Sunday, April 6, 2014

Taking a spill on a motorcycle

My friend, my son, and I were riding in the East Bay today, and were awed by the gorgeous sights. My son was on the pillion, soaking in the ambience. I never thought the East Bay would be so beautiful. The roads were lined with meadows and lush green hills. No traffic was in sight, the fog came and went as we alternated through the shade and sun.

We unexpectedly encountered a steep and sharp left turn, and I was totally unprepared. The motorcycle stopped and slowly tipped over to the left side, and made contact with the ground. My leg was pinned under the machine. I looked over at my son, who lay still on the ground. My mind was calm as it raced to assess what had happened and what needed to be done.

To my relief, my son responded to my queries, and said his left knee was hurting and it was trapped. We somehow wiggled his leg free, and I persuaded him to lift the motorcycle an inch to get my leg free. While my son sat dazed and nursing his knee on the side of the road, I noticed that gasoline was leaking on to the road. With energy that appeared out of nowhere, I managed to lift the heavy motorcycle upright. I suppose I had watched too many movies where automobiles exploded after the camera showed the scene of leading gasoline.

The left footrest was jammed into the gear shift, making the motorcycle unrideable. I called a tow truck using my American Motorcycle Association membership.

The first instinct of the tow truck driver (from S&F Towing) was to see if he could fix the motorcycle and make it rideable. As he said, "Maybe you can save some money." In spite of his best efforts, he did not succeed, and I ended up getting a ride back home in the tow truck. Since the mechanic was closed on Sunday, I requested a last minute change of destination. The tow truck driver did not charge me extra for that request. I marvelled at the fact that there are decent people still around who do not try to exploit the misfortunes of their customers.

My friend was good enough to hang around till the tow truck arrived, he left after ensuring that we were all taken care of. The boy's mother (my lovely wife) drove over 50 miles in a big hurry to pick up him up and take him to the doctor.

A visit to the doctor confirmed that my son will have bruises, but no broken bones. My left knee was slightly sore, my riding suit was scuffed, but now I had battle scars to show. My son's Bohn armor saved him from a more serious consequence. Amazingly, there was not a scratch on his clothing. Our helmets did not make contact with the ground, and so we get to keep them.

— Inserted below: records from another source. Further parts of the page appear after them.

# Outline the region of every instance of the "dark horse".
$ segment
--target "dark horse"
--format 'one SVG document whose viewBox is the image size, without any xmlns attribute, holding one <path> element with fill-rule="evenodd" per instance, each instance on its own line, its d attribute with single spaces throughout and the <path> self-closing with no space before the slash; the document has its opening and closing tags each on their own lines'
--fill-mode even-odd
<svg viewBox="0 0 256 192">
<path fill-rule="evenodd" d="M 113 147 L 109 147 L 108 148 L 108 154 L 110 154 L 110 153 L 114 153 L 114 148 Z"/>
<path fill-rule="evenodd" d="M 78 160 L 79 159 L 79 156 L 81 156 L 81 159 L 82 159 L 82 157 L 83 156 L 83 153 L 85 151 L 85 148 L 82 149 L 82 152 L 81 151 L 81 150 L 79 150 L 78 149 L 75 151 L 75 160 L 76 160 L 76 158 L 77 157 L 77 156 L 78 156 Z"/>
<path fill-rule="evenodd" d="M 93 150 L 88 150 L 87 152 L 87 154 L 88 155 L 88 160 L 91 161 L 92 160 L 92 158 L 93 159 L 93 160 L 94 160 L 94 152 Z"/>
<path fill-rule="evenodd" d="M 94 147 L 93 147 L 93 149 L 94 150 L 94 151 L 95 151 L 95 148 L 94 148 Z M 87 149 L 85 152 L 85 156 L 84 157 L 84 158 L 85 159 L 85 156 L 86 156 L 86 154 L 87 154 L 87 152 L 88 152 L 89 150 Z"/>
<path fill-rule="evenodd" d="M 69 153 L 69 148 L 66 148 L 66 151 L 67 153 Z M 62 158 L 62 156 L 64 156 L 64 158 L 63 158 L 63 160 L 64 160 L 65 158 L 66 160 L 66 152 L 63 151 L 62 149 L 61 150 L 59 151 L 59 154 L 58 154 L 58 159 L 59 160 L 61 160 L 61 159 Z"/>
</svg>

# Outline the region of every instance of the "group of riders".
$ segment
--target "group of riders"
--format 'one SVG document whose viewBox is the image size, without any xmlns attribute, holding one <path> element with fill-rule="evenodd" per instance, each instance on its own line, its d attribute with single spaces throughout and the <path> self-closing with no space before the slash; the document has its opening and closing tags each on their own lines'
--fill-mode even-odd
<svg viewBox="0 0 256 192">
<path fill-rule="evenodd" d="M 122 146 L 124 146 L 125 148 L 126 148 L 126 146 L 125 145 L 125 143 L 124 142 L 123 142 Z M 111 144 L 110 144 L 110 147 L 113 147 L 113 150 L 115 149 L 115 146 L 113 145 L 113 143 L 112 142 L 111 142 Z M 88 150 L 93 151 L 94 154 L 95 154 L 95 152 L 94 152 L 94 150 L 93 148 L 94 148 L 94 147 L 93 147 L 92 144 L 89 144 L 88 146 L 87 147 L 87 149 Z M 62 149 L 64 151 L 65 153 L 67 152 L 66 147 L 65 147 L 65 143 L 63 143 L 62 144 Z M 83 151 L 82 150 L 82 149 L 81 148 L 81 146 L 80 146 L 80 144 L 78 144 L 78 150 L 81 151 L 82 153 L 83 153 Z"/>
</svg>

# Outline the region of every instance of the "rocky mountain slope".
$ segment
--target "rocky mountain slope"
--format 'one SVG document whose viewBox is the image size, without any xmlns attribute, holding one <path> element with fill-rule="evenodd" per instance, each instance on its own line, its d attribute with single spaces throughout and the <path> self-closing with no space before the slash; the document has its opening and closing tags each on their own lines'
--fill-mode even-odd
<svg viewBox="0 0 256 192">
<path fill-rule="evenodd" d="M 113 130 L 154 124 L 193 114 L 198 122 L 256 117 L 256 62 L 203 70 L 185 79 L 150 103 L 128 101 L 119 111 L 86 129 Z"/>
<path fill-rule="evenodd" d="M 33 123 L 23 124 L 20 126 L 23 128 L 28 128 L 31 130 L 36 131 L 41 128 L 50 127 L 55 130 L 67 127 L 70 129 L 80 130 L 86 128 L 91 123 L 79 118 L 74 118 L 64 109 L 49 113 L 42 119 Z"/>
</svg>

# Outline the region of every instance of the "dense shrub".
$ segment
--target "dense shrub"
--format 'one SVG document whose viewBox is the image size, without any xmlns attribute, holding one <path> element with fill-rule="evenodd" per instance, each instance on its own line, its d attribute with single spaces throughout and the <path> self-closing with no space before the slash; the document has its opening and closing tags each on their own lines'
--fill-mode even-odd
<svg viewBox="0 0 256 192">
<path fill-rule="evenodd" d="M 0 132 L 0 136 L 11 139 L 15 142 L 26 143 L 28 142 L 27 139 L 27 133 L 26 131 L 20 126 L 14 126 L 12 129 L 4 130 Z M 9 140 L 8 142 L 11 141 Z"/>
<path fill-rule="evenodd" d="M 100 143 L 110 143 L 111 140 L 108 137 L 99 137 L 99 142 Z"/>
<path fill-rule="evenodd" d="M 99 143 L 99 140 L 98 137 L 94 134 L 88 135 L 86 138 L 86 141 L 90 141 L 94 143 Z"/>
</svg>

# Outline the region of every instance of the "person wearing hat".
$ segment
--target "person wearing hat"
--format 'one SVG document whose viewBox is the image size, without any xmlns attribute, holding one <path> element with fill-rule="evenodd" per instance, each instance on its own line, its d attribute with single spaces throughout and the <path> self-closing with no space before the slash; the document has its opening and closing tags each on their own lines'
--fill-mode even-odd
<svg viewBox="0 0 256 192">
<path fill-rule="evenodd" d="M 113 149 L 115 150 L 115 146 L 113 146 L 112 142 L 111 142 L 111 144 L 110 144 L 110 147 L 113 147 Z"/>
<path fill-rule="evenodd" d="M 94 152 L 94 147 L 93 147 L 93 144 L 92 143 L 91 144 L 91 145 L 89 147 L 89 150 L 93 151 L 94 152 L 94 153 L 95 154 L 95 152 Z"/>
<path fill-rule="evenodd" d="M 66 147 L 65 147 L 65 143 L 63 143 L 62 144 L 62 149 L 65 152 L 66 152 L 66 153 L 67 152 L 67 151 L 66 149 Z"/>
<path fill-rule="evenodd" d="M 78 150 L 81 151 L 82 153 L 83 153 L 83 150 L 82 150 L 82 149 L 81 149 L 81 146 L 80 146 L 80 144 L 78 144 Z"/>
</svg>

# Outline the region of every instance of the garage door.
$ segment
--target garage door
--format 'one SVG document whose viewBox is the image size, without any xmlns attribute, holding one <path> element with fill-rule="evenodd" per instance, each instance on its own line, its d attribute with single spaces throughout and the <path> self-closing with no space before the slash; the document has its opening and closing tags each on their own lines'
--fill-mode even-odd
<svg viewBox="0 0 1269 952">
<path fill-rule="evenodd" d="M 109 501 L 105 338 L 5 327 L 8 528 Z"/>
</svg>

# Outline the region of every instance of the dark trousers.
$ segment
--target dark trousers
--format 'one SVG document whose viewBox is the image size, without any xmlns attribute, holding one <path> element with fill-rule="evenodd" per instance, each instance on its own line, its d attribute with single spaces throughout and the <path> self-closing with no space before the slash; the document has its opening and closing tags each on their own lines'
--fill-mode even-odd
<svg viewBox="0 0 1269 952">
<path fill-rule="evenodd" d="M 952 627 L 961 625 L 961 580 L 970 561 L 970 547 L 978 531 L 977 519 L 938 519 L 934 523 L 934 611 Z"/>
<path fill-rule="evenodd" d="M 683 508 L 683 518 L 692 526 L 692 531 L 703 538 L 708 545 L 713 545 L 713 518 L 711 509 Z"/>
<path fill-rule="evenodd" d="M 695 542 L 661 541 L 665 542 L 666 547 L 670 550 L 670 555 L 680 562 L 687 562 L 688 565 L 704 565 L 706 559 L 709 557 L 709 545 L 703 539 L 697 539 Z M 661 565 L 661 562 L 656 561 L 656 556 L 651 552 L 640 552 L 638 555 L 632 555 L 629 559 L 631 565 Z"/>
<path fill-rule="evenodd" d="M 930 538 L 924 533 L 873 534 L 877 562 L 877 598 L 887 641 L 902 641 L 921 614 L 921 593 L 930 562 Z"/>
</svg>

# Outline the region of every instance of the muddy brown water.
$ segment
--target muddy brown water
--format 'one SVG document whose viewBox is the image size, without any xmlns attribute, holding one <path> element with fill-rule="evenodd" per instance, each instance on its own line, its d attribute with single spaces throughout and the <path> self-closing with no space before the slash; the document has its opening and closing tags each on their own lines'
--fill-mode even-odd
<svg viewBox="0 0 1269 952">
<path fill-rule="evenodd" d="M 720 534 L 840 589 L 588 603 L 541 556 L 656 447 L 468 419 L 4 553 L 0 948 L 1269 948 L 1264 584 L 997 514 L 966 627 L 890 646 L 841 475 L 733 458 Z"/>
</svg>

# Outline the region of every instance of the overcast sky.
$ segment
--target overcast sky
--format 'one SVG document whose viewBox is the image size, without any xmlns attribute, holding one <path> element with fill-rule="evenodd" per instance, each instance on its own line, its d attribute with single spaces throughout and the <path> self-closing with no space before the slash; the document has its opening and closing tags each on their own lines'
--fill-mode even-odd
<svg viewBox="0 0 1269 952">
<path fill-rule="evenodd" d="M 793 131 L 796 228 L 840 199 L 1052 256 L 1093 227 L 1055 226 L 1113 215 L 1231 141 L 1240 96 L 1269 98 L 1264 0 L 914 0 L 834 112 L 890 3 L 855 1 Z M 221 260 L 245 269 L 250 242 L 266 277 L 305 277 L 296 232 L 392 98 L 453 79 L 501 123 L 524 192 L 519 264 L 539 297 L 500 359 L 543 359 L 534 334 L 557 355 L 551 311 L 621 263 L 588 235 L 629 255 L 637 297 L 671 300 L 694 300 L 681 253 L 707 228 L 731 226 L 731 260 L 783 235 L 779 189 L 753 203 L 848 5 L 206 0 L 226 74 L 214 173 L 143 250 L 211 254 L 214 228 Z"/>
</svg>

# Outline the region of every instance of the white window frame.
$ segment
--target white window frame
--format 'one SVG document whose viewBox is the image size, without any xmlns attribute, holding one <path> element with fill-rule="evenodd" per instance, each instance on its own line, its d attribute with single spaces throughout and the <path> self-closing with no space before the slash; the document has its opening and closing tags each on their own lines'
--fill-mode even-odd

Needless to say, the boy's mother was not happy. But her support throughout the incident was focused and exemplary. May you all get such support from your spouses!

Later in the afternoon, my son walks up to me and says, "I am ready for the ride next Saturday." Though shaken by the incident, he has not developed fear or aversion to motorcycle riding.

The lesson learned: stay away from twisty roads until my skill improves. If I want to do twisty's, a cruiser is not the right choice. We will be sticking to straight line riding, and mild curves till I gain experience and skill.